Junagadh – an erstwhile seat of Nawab in the Saurashtra region of Gujarat – is a major center of the region that is famous for saints and brave warriors. Girnar is the tallest mountain of Gujarat and is believed to be more ancient than the Himalayas. It takes ten thousand steps to climb all three of its peaks – Ambaji, Bhairavnath and Dattatreya. Ambaji is the first and represents half of the climb. From distance, it is possible to see the half-dome-like shape on one part of the mountain. Enroute to a nearby city where I had some work, I stopped by and climbed halfway to the first peak of Girnar, popularly known as Ambaji because the temple of Goddess Amba sits atop this peak.
The night when I reached Junagadh, it was pitch-dark because the next day અમાસ. The lights glowed in what seemed like a question mark, asking me how strong my resolve was to scale the five thousand steps the next day.
Except those tiny lights, everything got blended into thick black ink of opaque darkness. But the morning brought a different feel when the climb began.
.. And before we realised, the valley to our right overflowed with the light that spilled over onto the rest of the region, much like the water spilling over from a basin:
Below, the sleepy town looked like scattered lego blocks left carelessly in a heap by kids who got tired of playing:
Above lay some interesting bits – like this house perched at the top of the right hand ridge overlooking the vast slopes:
There were many climbers, but there were many residents as well. The steps were lined by shops and the sides were littered by trash. Bereft of it, people pushed on. Some rested a while. ‘Are you returning?’ I asked. ‘No, we are on our way up’, they said.
Elsewhere, as my cousin pointed out, the piles of stones stored untold stories of બાધા and its fulfilment:
The rock of Girnar looked beaten and weathered because of numerous holed bored into it by winds through the centuries. What all would those eyes have witnessed?

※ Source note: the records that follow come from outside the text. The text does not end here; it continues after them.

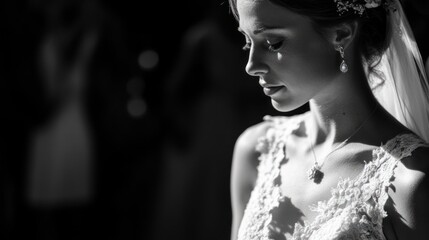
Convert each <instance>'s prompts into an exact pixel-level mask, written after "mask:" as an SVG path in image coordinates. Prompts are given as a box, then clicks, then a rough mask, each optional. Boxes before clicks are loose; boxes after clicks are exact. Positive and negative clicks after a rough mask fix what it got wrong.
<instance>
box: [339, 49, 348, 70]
mask: <svg viewBox="0 0 429 240" xmlns="http://www.w3.org/2000/svg"><path fill="white" fill-rule="evenodd" d="M337 51H339V52H340V55H341V60H342V61H341V65H340V71H341V72H342V73H346V72H347V71H348V70H349V66H348V65H347V63H346V60H345V59H344V47H343V46H338V47H337Z"/></svg>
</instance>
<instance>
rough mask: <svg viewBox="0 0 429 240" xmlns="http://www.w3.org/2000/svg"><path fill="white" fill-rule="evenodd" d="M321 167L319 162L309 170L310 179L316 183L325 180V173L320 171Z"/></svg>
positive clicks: (309, 179) (316, 162)
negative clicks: (323, 177)
mask: <svg viewBox="0 0 429 240" xmlns="http://www.w3.org/2000/svg"><path fill="white" fill-rule="evenodd" d="M320 169H321V167H320V166H319V164H318V163H317V162H315V163H314V165H313V166H312V167H311V169H310V170H308V172H307V174H308V179H309V180H312V181H313V182H315V183H320V182H321V181H322V178H323V175H324V174H323V172H322V171H320Z"/></svg>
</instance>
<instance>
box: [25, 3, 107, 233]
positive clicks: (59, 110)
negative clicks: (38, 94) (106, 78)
mask: <svg viewBox="0 0 429 240" xmlns="http://www.w3.org/2000/svg"><path fill="white" fill-rule="evenodd" d="M45 4H46V3H45ZM43 6H44V10H45V11H46V12H45V17H46V18H45V24H46V25H45V32H44V36H42V38H41V42H40V47H39V49H38V50H39V52H38V57H37V63H38V64H39V65H38V68H39V70H40V79H41V81H42V86H43V87H44V89H43V90H44V91H43V92H44V94H45V97H44V99H45V100H46V102H47V107H48V108H49V109H50V110H49V111H50V114H49V117H47V118H46V120H45V122H44V123H43V124H41V125H40V126H39V127H38V128H36V129H34V132H33V133H32V135H31V136H30V145H29V151H28V154H29V159H28V177H27V181H28V185H27V191H28V201H29V206H30V208H31V209H34V213H35V216H36V218H35V222H34V224H35V227H36V230H37V233H36V235H35V237H36V239H46V240H49V239H83V237H84V236H85V234H87V232H88V231H86V230H87V229H85V228H88V227H89V207H90V204H91V203H92V202H93V200H94V199H93V197H94V171H93V165H94V139H93V132H92V128H91V127H90V124H89V119H88V115H87V98H86V96H87V89H88V82H89V81H90V80H91V79H90V67H91V63H92V60H93V57H94V52H95V48H96V46H97V43H98V38H99V36H98V34H99V32H98V31H99V29H98V28H99V26H98V19H99V16H98V14H97V13H98V12H97V11H98V5H97V3H96V1H95V0H91V1H66V0H62V1H51V2H50V4H49V5H43Z"/></svg>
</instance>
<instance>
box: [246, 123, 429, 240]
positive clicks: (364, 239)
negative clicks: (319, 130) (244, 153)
mask: <svg viewBox="0 0 429 240" xmlns="http://www.w3.org/2000/svg"><path fill="white" fill-rule="evenodd" d="M265 121H270V122H271V126H272V127H271V128H269V129H268V131H267V133H266V135H265V136H264V137H263V138H261V139H260V140H259V143H258V146H257V147H256V148H257V150H258V151H259V152H260V157H259V160H260V162H259V166H258V178H257V180H256V185H255V188H254V189H253V191H252V193H251V196H250V199H249V202H248V204H247V206H246V209H245V212H244V215H243V219H242V222H241V225H240V228H239V231H238V240H269V239H271V238H270V234H271V233H270V231H272V229H273V228H272V226H270V225H271V224H272V210H273V209H274V208H276V207H278V206H279V203H280V202H281V201H283V196H282V194H281V192H280V186H279V184H278V181H276V180H277V179H278V178H279V176H280V165H281V162H282V161H283V159H284V158H285V155H284V147H285V145H284V141H282V139H284V137H286V136H287V135H288V134H290V133H291V132H292V131H294V130H295V129H297V128H298V126H299V123H300V120H299V118H296V117H290V118H288V117H269V116H268V117H266V118H265ZM421 146H428V145H426V143H425V142H424V141H423V140H421V139H420V138H419V137H417V136H416V135H413V134H401V135H398V136H396V137H394V138H393V139H391V140H389V141H388V142H387V143H385V144H383V145H381V146H380V147H378V148H376V149H375V150H373V159H372V161H368V162H367V163H366V165H365V167H364V169H363V171H362V172H361V174H360V175H358V176H357V177H356V178H354V179H349V178H346V179H341V180H340V181H339V182H338V185H337V186H336V187H335V188H332V190H331V197H330V199H328V200H327V201H320V202H318V203H317V204H316V205H314V206H310V209H311V210H312V211H316V212H317V215H316V218H315V219H314V220H313V221H312V222H306V221H304V224H300V223H296V224H295V227H294V231H293V236H292V239H293V240H306V239H310V240H338V239H350V240H354V239H363V240H367V239H368V240H369V239H373V240H381V239H383V240H384V239H385V237H384V235H383V231H382V221H383V218H384V217H386V216H387V214H386V212H385V210H384V205H385V203H386V201H387V199H388V187H389V186H390V185H391V181H392V177H393V175H394V169H395V167H396V166H397V164H398V162H399V161H400V160H401V159H402V158H404V157H406V156H410V155H411V153H412V152H413V151H414V150H415V149H416V148H418V147H421ZM271 236H272V235H271Z"/></svg>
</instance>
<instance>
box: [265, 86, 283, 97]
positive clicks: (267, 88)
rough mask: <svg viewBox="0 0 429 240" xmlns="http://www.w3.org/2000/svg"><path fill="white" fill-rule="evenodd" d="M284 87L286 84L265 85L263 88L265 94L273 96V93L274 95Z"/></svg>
mask: <svg viewBox="0 0 429 240" xmlns="http://www.w3.org/2000/svg"><path fill="white" fill-rule="evenodd" d="M284 88H285V87H284V86H277V87H264V88H263V90H264V93H265V95H267V96H271V95H274V94H275V93H277V92H278V91H280V90H282V89H284Z"/></svg>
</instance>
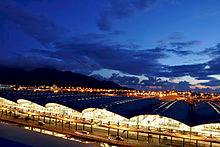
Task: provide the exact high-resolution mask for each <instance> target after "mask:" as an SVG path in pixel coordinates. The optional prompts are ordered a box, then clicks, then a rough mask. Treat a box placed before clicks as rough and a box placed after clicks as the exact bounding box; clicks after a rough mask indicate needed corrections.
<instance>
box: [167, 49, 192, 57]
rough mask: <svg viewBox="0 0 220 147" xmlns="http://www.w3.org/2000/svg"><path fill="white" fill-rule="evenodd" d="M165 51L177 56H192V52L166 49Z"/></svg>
mask: <svg viewBox="0 0 220 147" xmlns="http://www.w3.org/2000/svg"><path fill="white" fill-rule="evenodd" d="M166 51H168V52H171V53H174V54H177V55H179V56H187V55H191V54H193V51H190V50H177V49H167V50H166Z"/></svg>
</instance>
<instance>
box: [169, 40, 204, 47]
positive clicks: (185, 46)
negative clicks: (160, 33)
mask: <svg viewBox="0 0 220 147" xmlns="http://www.w3.org/2000/svg"><path fill="white" fill-rule="evenodd" d="M199 44H201V41H198V40H191V41H182V42H170V45H171V47H173V48H176V49H182V48H187V47H192V46H194V45H199Z"/></svg>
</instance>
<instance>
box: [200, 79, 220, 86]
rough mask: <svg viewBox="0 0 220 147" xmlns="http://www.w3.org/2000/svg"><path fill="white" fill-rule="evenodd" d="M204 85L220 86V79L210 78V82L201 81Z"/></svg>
mask: <svg viewBox="0 0 220 147" xmlns="http://www.w3.org/2000/svg"><path fill="white" fill-rule="evenodd" d="M201 85H204V86H220V80H210V81H209V82H204V83H201Z"/></svg>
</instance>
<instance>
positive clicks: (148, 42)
mask: <svg viewBox="0 0 220 147" xmlns="http://www.w3.org/2000/svg"><path fill="white" fill-rule="evenodd" d="M219 4H220V2H219V1H217V0H212V1H209V2H207V1H204V0H202V1H198V0H196V1H194V3H192V2H191V1H189V0H187V1H183V0H162V1H159V0H158V1H157V0H136V1H134V0H104V1H101V2H100V1H93V0H85V1H80V0H75V1H71V0H68V1H65V3H63V2H62V1H60V0H54V1H53V2H51V1H49V0H34V1H31V0H3V1H1V2H0V21H1V22H2V23H1V25H0V32H1V33H0V36H1V38H2V39H1V42H0V49H1V55H0V58H1V59H0V63H1V64H2V65H5V66H10V67H11V66H13V67H21V68H25V69H32V68H38V67H50V68H51V67H52V68H56V69H59V70H70V71H73V72H79V73H83V74H86V75H91V74H93V73H96V74H98V75H106V74H110V73H113V74H114V73H119V74H118V75H119V77H116V78H115V79H113V78H112V80H113V81H114V80H118V81H119V83H120V82H122V83H120V84H123V82H124V84H127V85H132V84H134V85H135V84H136V85H141V86H144V87H146V86H156V87H157V86H158V87H169V86H170V87H171V89H172V88H173V87H175V88H176V87H178V86H181V85H182V86H183V88H184V87H185V88H186V89H187V88H195V87H197V88H212V89H216V88H217V89H218V90H219V88H220V68H219V67H220V43H219V42H220V36H219V33H220V29H219V28H218V26H219V23H220V17H218V16H219V15H220V8H219V7H218V5H219ZM186 10H187V11H186ZM110 75H111V74H110ZM116 75H117V74H116ZM120 75H124V77H125V78H123V79H122V78H121V77H120ZM129 77H131V79H130V78H129ZM104 78H106V77H105V76H104ZM109 78H110V79H111V76H110V77H109ZM120 79H121V81H120ZM140 79H142V80H143V81H142V82H141V81H140ZM133 81H134V82H133Z"/></svg>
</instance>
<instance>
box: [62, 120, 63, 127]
mask: <svg viewBox="0 0 220 147" xmlns="http://www.w3.org/2000/svg"><path fill="white" fill-rule="evenodd" d="M62 129H63V120H62Z"/></svg>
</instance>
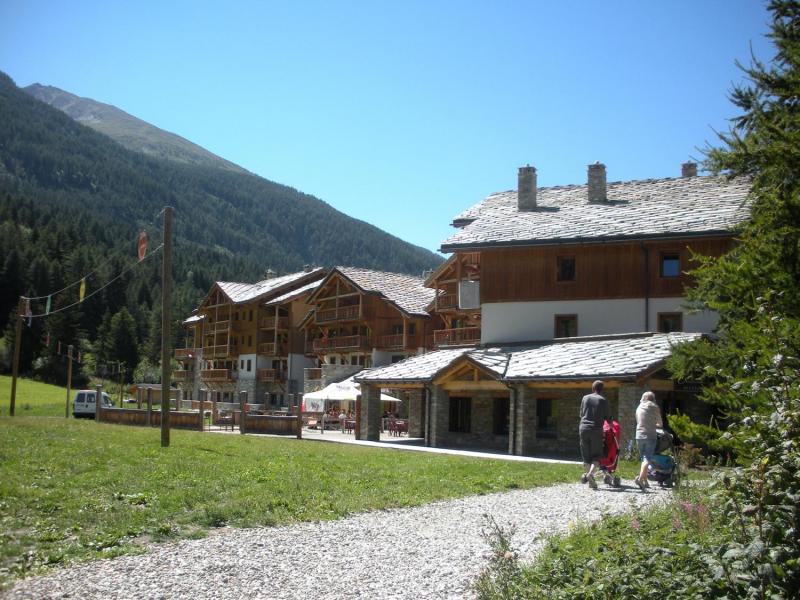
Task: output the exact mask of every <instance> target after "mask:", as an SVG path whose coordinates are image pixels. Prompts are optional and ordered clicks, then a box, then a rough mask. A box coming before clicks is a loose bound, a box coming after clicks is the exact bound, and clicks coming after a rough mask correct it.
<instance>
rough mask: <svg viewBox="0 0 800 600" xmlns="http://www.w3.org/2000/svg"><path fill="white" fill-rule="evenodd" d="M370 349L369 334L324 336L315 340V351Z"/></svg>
mask: <svg viewBox="0 0 800 600" xmlns="http://www.w3.org/2000/svg"><path fill="white" fill-rule="evenodd" d="M345 349H347V350H368V349H369V336H366V335H347V336H343V337H339V338H322V339H319V340H314V352H330V351H331V350H345Z"/></svg>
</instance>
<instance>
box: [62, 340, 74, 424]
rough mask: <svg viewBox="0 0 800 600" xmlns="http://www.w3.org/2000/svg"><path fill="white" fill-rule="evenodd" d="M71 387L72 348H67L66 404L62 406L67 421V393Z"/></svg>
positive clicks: (71, 374)
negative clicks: (66, 379)
mask: <svg viewBox="0 0 800 600" xmlns="http://www.w3.org/2000/svg"><path fill="white" fill-rule="evenodd" d="M71 387H72V346H67V402H66V404H65V405H64V418H65V419H69V393H70V388H71Z"/></svg>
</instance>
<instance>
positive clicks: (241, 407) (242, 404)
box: [239, 391, 247, 433]
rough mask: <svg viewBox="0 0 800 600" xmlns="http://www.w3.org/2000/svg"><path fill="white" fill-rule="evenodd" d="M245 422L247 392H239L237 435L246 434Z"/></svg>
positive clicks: (245, 418) (246, 406) (246, 408)
mask: <svg viewBox="0 0 800 600" xmlns="http://www.w3.org/2000/svg"><path fill="white" fill-rule="evenodd" d="M245 420H247V392H245V391H242V392H239V433H246V432H247V431H246V430H247V428H246V427H245Z"/></svg>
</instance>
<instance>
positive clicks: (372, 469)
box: [0, 407, 577, 585]
mask: <svg viewBox="0 0 800 600" xmlns="http://www.w3.org/2000/svg"><path fill="white" fill-rule="evenodd" d="M62 410H63V407H62ZM61 414H63V413H61ZM159 439H160V434H159V430H157V429H146V428H137V427H125V426H115V425H109V424H97V423H95V422H93V421H78V420H75V419H64V418H63V417H61V418H28V417H18V416H17V417H14V418H13V419H12V418H1V419H0V475H1V477H0V523H1V524H0V529H1V530H2V532H1V533H0V536H1V540H0V584H2V583H3V582H4V583H5V584H6V585H7V584H8V582H9V580H10V579H11V578H14V577H20V576H24V575H27V574H30V573H32V572H35V571H38V570H40V569H42V568H46V567H48V566H52V565H59V564H64V563H67V562H70V561H74V560H85V559H89V558H93V557H106V556H114V555H118V554H124V553H132V552H136V551H137V550H138V549H139V548H141V546H142V545H143V544H144V543H146V542H148V541H150V540H166V539H175V538H182V537H194V536H203V535H205V534H206V533H207V532H208V531H209V530H210V529H212V528H215V527H221V526H233V527H253V526H260V525H279V524H285V523H292V522H297V521H309V520H323V519H335V518H339V517H342V516H345V515H347V514H351V513H356V512H361V511H367V510H376V509H383V508H389V507H400V506H413V505H419V504H423V503H425V502H430V501H433V500H438V499H443V498H451V497H457V496H465V495H471V494H483V493H489V492H497V491H504V490H508V489H513V488H531V487H536V486H540V485H549V484H552V483H556V482H561V481H574V480H575V477H576V474H577V473H576V467H574V466H571V465H550V464H530V463H513V462H506V461H495V460H483V459H467V458H461V457H454V456H443V455H428V454H421V453H416V452H399V451H393V450H380V449H374V448H363V447H353V446H347V445H339V444H320V443H314V442H299V441H297V440H294V439H288V440H283V439H275V438H256V437H251V436H230V435H227V436H225V435H214V434H208V433H205V434H204V433H199V432H187V431H177V430H174V431H172V435H171V447H170V448H167V449H162V448H161V447H160V445H159Z"/></svg>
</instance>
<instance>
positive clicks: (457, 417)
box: [450, 398, 472, 433]
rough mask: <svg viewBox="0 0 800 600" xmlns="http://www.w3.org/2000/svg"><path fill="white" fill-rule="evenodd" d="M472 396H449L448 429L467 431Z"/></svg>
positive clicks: (470, 412)
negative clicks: (452, 397) (449, 401)
mask: <svg viewBox="0 0 800 600" xmlns="http://www.w3.org/2000/svg"><path fill="white" fill-rule="evenodd" d="M471 416H472V398H450V431H452V432H456V433H469V431H470V425H471V423H470V421H471Z"/></svg>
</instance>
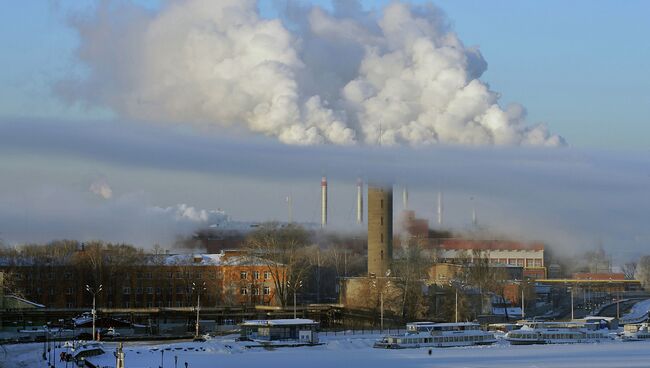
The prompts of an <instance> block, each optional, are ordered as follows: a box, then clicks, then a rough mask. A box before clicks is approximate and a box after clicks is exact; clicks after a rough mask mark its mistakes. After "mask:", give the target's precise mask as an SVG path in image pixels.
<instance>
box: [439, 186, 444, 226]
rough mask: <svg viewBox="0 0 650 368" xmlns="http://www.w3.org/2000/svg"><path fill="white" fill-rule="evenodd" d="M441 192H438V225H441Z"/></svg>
mask: <svg viewBox="0 0 650 368" xmlns="http://www.w3.org/2000/svg"><path fill="white" fill-rule="evenodd" d="M442 210H443V207H442V192H438V226H442Z"/></svg>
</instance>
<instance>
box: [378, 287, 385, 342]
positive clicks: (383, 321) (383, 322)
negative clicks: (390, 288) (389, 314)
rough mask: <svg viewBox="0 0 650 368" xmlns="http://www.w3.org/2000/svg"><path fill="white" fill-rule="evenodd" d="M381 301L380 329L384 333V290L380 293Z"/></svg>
mask: <svg viewBox="0 0 650 368" xmlns="http://www.w3.org/2000/svg"><path fill="white" fill-rule="evenodd" d="M379 299H380V305H381V307H380V317H379V328H381V333H384V290H383V288H382V290H381V291H380V292H379Z"/></svg>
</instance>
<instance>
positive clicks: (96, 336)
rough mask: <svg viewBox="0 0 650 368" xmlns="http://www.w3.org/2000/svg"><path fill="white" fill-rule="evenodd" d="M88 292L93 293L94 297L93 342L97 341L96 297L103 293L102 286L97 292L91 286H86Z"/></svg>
mask: <svg viewBox="0 0 650 368" xmlns="http://www.w3.org/2000/svg"><path fill="white" fill-rule="evenodd" d="M86 291H88V292H89V293H91V294H92V295H93V310H92V315H93V341H96V340H97V335H96V334H95V320H96V319H97V310H96V309H95V297H96V295H97V294H98V293H99V292H101V291H102V285H101V284H100V285H99V288H97V290H95V289H93V288H91V287H90V286H89V285H86Z"/></svg>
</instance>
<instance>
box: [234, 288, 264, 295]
mask: <svg viewBox="0 0 650 368" xmlns="http://www.w3.org/2000/svg"><path fill="white" fill-rule="evenodd" d="M248 290H249V289H248V288H247V287H242V288H241V289H239V294H240V295H248ZM250 291H251V294H253V295H260V288H258V287H254V288H250ZM262 292H263V293H264V295H271V288H270V287H269V286H265V287H263V288H262Z"/></svg>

Enroute we see ancient temples developed by Vastupal – the precursor to Palitana.
Ambaji peak was not farther off from this point, and we returned from the first peak. Four hours up, two hours down. I took longer – seven hours in all. Took a toll on my legs, but in the afternoon I went to Bordevi with an enthusiastic nature lover. The forest there was strange – it looked clear yet thick.
The growth of trees did not look wild. Rather, it seemed to beckon the visitor to explore without fear:
An ઔષધિ grows on Girnar, which can make you invisible for three hours – said someone, quoting a saadhu living in Girnar forest. Well, I am not sure of that, but how does it matter whether I am sure or not?
I had time only for knocking at the door of Girnar and touching feet of this ancient mountain. In my mind, I sought permission for more, closer encounters and left.